Eravamo tre amici al bar”. Ricordate la canzone di Gino Paoli? Ora moltiplicate 3 per 10.000. Non sapete quanto fa? E la matematica? Si fa per scherzare: fa trentamila persone, trentamila amici che venerdì 30 novembre si sono ritrovati nei grandi ambienti di “Job Orienta” alla Fiera di Verona. Era la giornata dedicata alle scuole. L’open space della Fiera offriva un colpo d’occhio davvero unico. Una fiumana di persone, in massima parte giovani studenti accompagnati dai loro professori, scorreva tra gli stand, gli spazi attrezzati e i piccoli anfiteatri realizzati per veloci sit-in dedicati ai temi più diversi, in uno straordinario caos organizzato. Flussi e riflussi si incrociavano senza ostacolarsi ma tenuti insieme dagli invisibili e sensibili fili della comune appartenenza all’universo della scuola. Tra mille differenze: di voci, di aspettative, forse anche di pensieri. La testimonianza viva di una identità, forte, inclusiva, collaborativa e partecipativa.
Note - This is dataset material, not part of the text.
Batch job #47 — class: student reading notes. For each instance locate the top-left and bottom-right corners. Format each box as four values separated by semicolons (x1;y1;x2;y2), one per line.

Osservando si veniva attraversati da una corrente di ottimismo corroborata dai mille volti delle iniziative di orientamento al lavoro e di proposta, dalle tante realizzazioni ad alto, e a volte altissimo tasso tecnologico che il nostro Paese è in grado di fornire, dal settore automobilistico a quello energetico, da quello agricolo-alimentare, a quello culturale e turistico, dalla ingegneria robotica alle diverse forme in cui si esprime la protezione civile e più in generale l’intervento nelle emergenze sociali e ambientali. Università, enti di ricerca, associazioni sindacali, industrie, enti pubblici, scuole: impegnati tutti in una rappresentazione del meglio, in una visione del futuro possibile e del presente che esiste e tiene insieme mondi soltanto apparentemente distanti.

L’ITET “Tannoia” di Corato e Ruvo di Puglia non poteva mancare a un appuntamento così interessante e vitale con il futuro: perché nel DNA del suo essere e fare scuola c’è lo sviluppo delle risorse intellettuali e professionali dei suoi giovani. Come una vocazione, perseguita tenacemente, a costruire occasioni in cui i suoi studenti si misurino con i problemi che la realtà pone, non soltanto per prenderne atto ma per cogliervi opportunità di sviluppo e di cambiamento. Il dirigente scolastico prof.ssa Nunzia Tarantini intende incrementare questa attitudine che caratterizza il “Tannoia” da decenni, e ha promosso la partecipazione dell’Istituto alla manifestazione nazionale che ha riservato anche momenti di particolare intensità formativa. Due per tutti. L’incontro tenuto da Emanuela Frattini della Libreria del Senato della Repubblica: vera e propria simulazione di una seduta dei rappresentanti di questo ramo del Parlamento, partecipata dai ragazzi radunati di fronte a un grande schermo che proiettava l’immagine del Senato con un riuscito effetto di contestualizzazione. E l’incontro con i docenti di numerosi Istituti Tecnici Superiori, giovane realtà della formazione tra Scuola Superiore e Università, dalle grandi potenzialità se continuerà a funzionare a stretto contatto con le associazioni degli imprenditori e le imprese con maggiore capacità di innovazione.